Oltre alla coronaropatia, la TC può contribuire alla diagnosi differenziale del dolore toracico acuto, permettendo di escludere con buona affidabilità patologie potenzialmente letali come embolia polmonare e dissezione aortica. Grazie a questa versatilità, trova indicazione anche nei pazienti in Pronto Soccorso con dolore toracico non conclusivo.

Risonanza magnetica cardiaca

Tra le metodiche di imaging non invasivo, la risonanza magnetica cardiaca (cardio-RM) occupa un ruolo sempre più centrale grazie alla sua capacità di fornire informazioni morfologiche, funzionali e tissutali in un’unica indagine, senza esposizione a radiazioni ionizzanti.

La cardio-RM consente di valutare con elevata precisione la funzione ventricolare, evidenziando eventuali anomalie della cinetica regionale come ipocinesie o acinesie. È inoltre in grado di studiare la perfusione miocardica mediante tecniche di stress farmacologico, in modo simile alla scintigrafia o all’ecocardiogramma da stress, ma con una sensibilità e specificità superiori in molti contesti clinici.

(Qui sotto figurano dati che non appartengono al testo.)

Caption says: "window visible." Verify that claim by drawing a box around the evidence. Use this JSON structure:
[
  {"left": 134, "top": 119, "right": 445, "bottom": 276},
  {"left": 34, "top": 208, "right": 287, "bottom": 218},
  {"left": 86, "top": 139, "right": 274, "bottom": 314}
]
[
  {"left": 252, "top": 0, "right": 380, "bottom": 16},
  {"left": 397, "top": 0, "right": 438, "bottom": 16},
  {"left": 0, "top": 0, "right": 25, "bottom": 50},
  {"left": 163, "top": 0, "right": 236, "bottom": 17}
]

Uno dei principali punti di forza della risonanza è la sua capacità di caratterizzare il tessuto miocardico. Grazie alla tecnica del late gadolinium enhancement (LGE), è possibile visualizzare la presenza di fibrosi o necrosi, differenziando così tessuto sano da quello cicatriziale. Le immagini T2 pesate, invece, permettono di rilevare edema miocardico, caratteristico delle fasi acute dell’infarto, consentendo quindi di distinguere un infarto recente da una lesione pregressa.

Un ulteriore vantaggio clinico della cardio-RM è rappresentato dalla sua utilità nella diagnosi differenziale di condizioni che mimano l’infarto miocardico, come la miocardite e la sindrome di Takotsubo. In questi casi, la distribuzione non coronarica del LGE, la presenza di edema in aree atipiche o l’assenza di stenosi coronariche consentono un inquadramento diagnostico accurato.

Per la sua elevata risoluzione spaziale e la completezza delle informazioni ottenibili, la risonanza magnetica cardiaca è oggi considerata lo standard di riferimento per molte indicazioni, sia in ambito ischemico che non ischemico.

Fonte: Manuale di cardiologia, chirurgia vascolare e cardiochirurgia. Concorso Nazionale SSM.